Precipitation Nowcasting Based on an Optimized Deep Learning Model Trained with Heterogeneous Weather Data

    Due to the threat of extreme rainfall associated with mesoscale convective systems and summer afternoon thunderstorms, very short-term quantitative precipitation forecasting during 0−3 h is critical in Taiwan. In this study, deep learning models are developed for high-resolution quantitative precipitation nowcasting in Taiwan up to 3 h ahead. The baseline model based on the convolutional recurrent neural network is trained with a dataset containing radar reflectivity and rain rates at a granularity of 10 min. As previous works tend to produce overprediction in low-rainfall regions, the currently proposed model is improved and further driven by highly related heterogeneous weather data, including visible channel satellite observation, environmental winds, and environmental thermo-dynamical profiles. Note that an innovative “PONI module” is added to the deep learning model to integrate a variety of heterogeneous data with various spatial and temporal characteristics. Moreover, model performance is evaluated from statistical and spatial rescaling perspectives represented by R =  R_avg + R'_, where R denotes original rainfall, R_avg and R' are spatial moving averages and the values deviated from R_avg, respectively. Statistical verification shows that the R_avg of the new model outperforms the previous model, while the performance of R' is comparable. The new model integrated with heterogeneous data selected upon domain knowledge can restrain the nowcasts that overestimate in low-rainfall regions.

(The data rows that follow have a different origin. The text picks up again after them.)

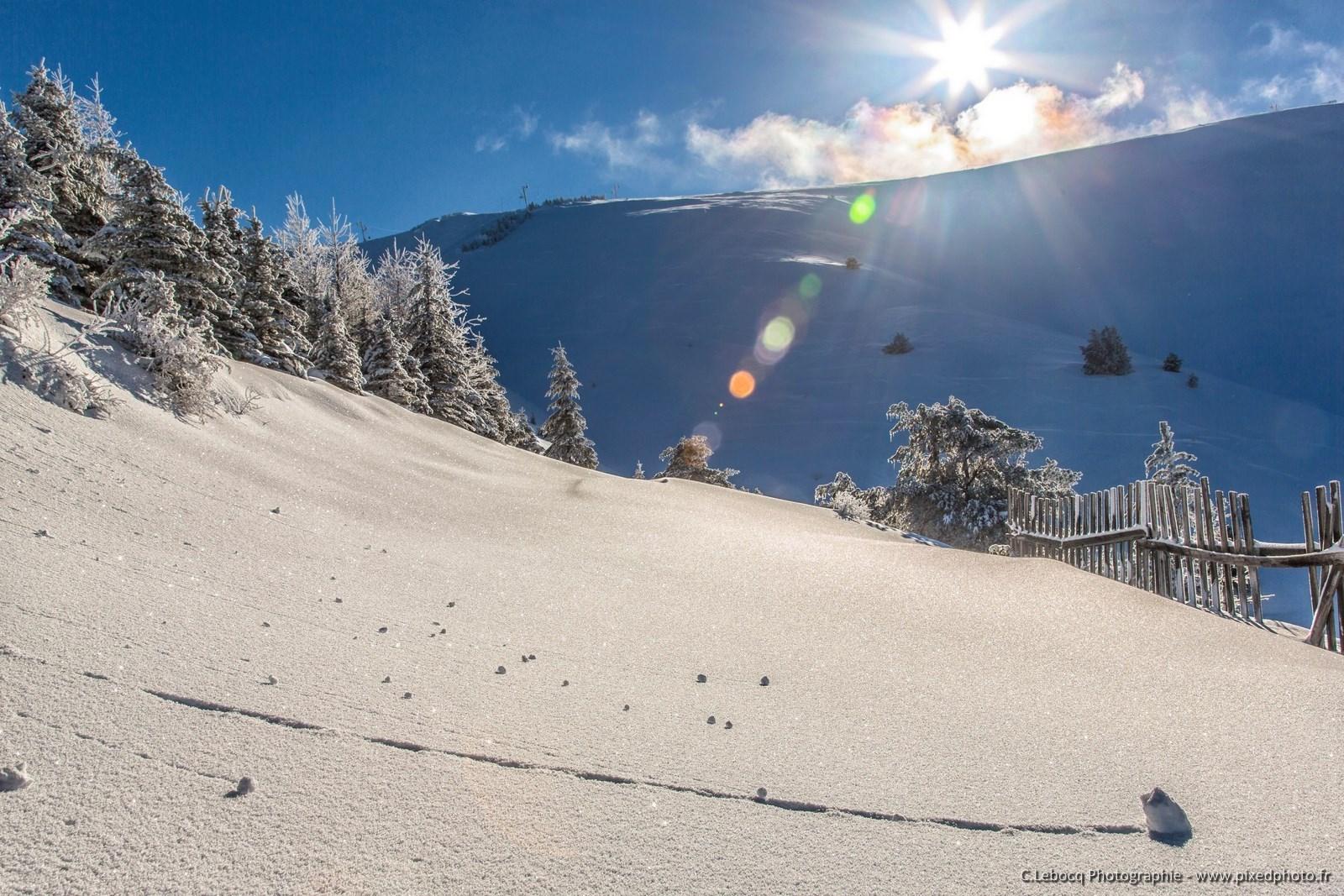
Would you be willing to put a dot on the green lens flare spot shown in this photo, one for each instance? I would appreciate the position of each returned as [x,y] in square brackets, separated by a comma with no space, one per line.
[777,335]
[862,208]
[810,286]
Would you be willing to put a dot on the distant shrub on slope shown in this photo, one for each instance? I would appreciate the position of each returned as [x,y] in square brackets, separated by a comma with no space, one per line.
[900,344]
[1105,354]
[689,459]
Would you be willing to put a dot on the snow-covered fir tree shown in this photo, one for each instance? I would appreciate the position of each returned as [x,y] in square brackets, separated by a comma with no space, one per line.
[347,282]
[55,147]
[438,338]
[277,322]
[304,262]
[26,203]
[394,281]
[385,364]
[566,429]
[1105,354]
[152,233]
[956,469]
[223,248]
[335,352]
[1167,465]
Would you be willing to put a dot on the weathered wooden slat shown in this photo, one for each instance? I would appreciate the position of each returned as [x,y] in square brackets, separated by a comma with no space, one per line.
[1253,571]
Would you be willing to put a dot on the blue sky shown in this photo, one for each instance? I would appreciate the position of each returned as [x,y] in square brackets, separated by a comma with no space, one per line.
[402,113]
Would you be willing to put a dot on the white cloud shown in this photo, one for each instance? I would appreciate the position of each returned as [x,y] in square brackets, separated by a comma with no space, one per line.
[1317,74]
[627,147]
[879,143]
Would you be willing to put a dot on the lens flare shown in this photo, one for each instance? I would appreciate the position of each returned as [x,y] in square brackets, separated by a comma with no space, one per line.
[862,208]
[741,385]
[711,432]
[811,285]
[777,335]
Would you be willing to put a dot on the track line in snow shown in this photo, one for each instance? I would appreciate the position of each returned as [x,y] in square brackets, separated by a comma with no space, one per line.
[790,805]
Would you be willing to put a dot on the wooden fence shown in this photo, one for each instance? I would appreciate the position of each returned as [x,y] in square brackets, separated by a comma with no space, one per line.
[1189,544]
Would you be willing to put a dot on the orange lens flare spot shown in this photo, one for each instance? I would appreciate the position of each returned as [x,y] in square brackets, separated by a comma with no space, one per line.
[741,385]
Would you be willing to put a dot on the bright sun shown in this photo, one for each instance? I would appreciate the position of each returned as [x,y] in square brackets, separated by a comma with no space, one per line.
[965,54]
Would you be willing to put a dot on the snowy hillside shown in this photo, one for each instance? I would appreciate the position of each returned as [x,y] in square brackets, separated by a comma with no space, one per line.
[1220,244]
[335,597]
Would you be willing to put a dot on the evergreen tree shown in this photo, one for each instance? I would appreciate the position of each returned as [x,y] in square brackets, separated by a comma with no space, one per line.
[956,469]
[564,427]
[26,203]
[335,352]
[223,248]
[55,147]
[1167,465]
[304,264]
[385,364]
[152,233]
[1105,354]
[277,322]
[438,338]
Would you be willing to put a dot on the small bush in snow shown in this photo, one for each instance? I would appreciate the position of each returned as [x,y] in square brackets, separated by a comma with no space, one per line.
[851,506]
[24,284]
[900,344]
[689,459]
[1105,354]
[176,352]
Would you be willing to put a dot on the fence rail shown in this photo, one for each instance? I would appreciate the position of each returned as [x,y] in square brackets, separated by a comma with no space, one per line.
[1189,544]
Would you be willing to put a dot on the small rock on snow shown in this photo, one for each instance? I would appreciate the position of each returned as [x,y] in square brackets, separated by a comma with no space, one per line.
[15,777]
[1167,821]
[245,786]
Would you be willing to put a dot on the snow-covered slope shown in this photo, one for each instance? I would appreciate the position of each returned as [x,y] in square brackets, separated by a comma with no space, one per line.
[319,595]
[1223,244]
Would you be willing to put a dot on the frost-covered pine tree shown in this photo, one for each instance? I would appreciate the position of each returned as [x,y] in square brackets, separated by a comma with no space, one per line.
[26,203]
[304,262]
[24,282]
[223,248]
[394,281]
[564,427]
[438,338]
[277,322]
[152,233]
[55,147]
[956,469]
[1167,465]
[385,364]
[335,352]
[347,282]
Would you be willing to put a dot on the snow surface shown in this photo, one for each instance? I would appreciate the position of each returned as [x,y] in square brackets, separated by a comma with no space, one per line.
[1221,244]
[934,688]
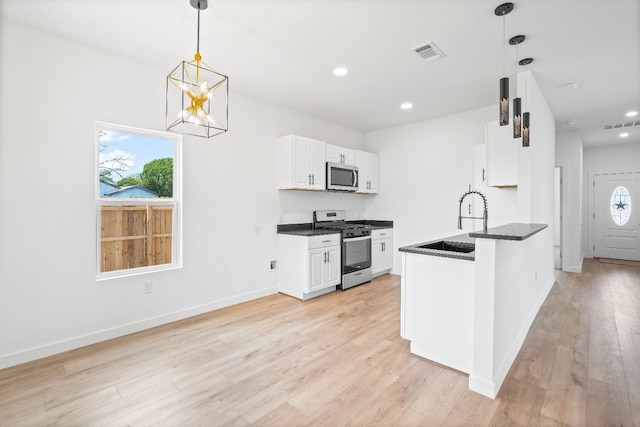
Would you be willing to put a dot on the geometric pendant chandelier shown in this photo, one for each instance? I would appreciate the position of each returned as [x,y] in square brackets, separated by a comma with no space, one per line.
[197,95]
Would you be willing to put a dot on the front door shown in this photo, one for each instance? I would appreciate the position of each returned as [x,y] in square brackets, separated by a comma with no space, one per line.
[617,216]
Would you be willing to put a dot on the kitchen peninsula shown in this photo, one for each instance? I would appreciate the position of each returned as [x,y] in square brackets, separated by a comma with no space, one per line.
[468,300]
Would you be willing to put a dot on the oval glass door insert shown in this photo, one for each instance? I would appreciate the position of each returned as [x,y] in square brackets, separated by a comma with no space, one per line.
[620,205]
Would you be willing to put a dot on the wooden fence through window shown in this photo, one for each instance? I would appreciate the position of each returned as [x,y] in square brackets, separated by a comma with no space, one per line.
[135,236]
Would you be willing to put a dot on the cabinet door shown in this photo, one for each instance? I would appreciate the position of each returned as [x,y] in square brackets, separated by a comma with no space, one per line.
[367,164]
[502,155]
[373,169]
[317,263]
[301,154]
[333,273]
[480,167]
[337,154]
[386,262]
[317,164]
[376,256]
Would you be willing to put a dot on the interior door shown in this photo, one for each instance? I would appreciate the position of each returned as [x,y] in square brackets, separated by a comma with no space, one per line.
[617,216]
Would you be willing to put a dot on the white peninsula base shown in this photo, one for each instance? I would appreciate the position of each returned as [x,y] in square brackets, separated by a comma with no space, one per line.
[472,312]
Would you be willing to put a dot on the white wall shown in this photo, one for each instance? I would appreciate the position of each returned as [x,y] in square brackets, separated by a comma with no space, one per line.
[53,90]
[425,168]
[536,173]
[613,158]
[569,155]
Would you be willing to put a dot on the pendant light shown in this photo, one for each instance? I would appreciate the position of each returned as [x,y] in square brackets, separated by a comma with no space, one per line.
[503,10]
[517,102]
[197,95]
[526,117]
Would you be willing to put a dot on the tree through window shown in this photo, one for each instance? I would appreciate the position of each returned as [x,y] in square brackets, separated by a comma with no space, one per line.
[138,195]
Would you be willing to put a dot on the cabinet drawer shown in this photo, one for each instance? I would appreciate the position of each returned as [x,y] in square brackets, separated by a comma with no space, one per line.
[384,233]
[324,241]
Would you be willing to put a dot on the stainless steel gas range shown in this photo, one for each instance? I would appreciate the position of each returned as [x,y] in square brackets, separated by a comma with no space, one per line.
[356,246]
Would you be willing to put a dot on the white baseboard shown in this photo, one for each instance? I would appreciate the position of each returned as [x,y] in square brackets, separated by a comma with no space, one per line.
[574,268]
[484,387]
[12,359]
[491,388]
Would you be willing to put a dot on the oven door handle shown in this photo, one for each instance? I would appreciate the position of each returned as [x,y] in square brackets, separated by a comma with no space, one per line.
[356,239]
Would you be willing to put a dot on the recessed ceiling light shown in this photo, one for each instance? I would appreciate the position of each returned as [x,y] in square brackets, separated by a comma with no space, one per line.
[340,71]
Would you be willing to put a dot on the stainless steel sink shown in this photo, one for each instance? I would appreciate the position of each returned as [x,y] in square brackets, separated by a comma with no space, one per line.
[449,246]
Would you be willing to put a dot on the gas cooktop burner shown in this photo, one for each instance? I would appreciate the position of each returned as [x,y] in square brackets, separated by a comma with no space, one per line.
[342,226]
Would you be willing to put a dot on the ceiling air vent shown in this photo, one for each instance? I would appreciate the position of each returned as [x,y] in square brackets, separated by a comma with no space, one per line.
[429,52]
[621,125]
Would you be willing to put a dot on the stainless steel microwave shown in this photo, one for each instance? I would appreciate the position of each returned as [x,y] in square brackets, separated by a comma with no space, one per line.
[341,177]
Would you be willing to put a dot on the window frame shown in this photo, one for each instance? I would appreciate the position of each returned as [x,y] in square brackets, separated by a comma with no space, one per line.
[175,201]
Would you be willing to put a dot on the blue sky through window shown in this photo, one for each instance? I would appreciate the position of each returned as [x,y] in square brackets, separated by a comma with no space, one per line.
[129,152]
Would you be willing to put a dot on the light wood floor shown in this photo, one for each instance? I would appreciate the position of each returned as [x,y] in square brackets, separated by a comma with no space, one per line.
[339,360]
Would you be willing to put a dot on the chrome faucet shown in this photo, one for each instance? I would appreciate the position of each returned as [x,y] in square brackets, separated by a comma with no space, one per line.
[485,213]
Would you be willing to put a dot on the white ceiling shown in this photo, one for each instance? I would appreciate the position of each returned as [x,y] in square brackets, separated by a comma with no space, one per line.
[283,51]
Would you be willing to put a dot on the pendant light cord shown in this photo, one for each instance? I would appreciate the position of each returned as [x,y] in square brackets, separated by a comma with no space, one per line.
[198,42]
[504,42]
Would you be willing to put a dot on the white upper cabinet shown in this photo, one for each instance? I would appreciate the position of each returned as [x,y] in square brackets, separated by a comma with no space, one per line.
[368,171]
[336,154]
[300,163]
[480,167]
[502,155]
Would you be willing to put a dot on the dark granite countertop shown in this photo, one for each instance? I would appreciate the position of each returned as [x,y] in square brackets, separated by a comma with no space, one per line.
[306,229]
[309,233]
[513,231]
[375,224]
[461,238]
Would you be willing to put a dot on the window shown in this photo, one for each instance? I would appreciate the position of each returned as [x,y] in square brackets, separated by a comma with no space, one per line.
[138,184]
[620,205]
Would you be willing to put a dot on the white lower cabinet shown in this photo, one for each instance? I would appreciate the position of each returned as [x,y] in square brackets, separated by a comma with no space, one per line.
[309,265]
[381,251]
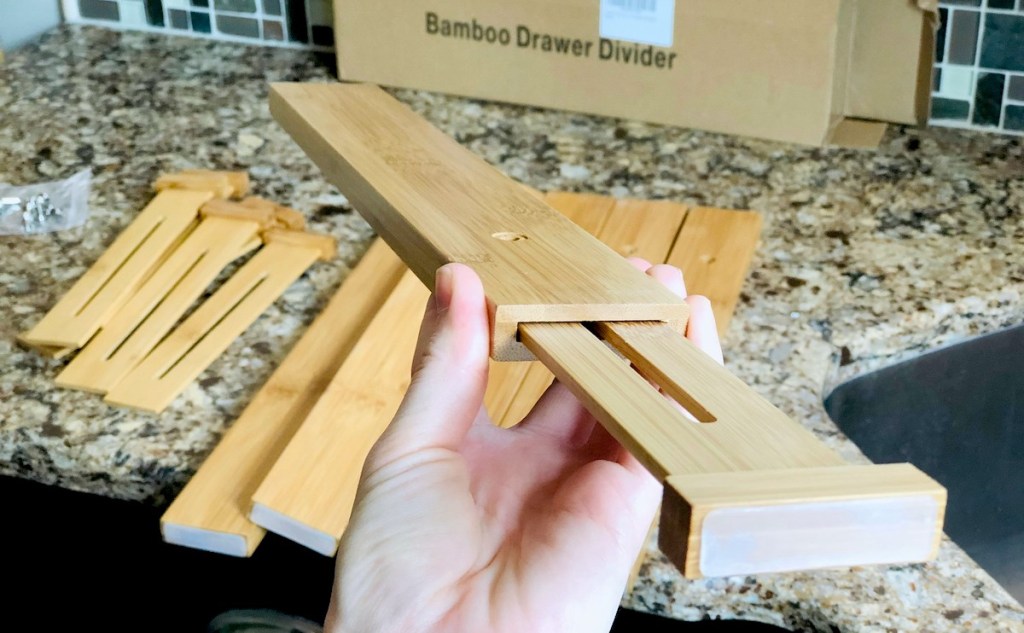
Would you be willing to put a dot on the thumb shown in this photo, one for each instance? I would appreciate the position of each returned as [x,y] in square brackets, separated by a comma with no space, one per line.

Last but not least, quasi-operational verifications against other state-of-the-art techniques in Taiwan Central Weather Bureau are presented as follows: (1) the CSI of the first-hour prediction from the deep learning model is comparable with QPESUMS-QPF and better than RWRF and iTeen. (2) 3h ahead prediction CSI of RWRF and iTeen are inferior to the performance of deep learning model owing to their misprediction of rainfall regions. The deep learning model can accurately predict medium and extreme amounts of precipitation at a fraction of the computational cost.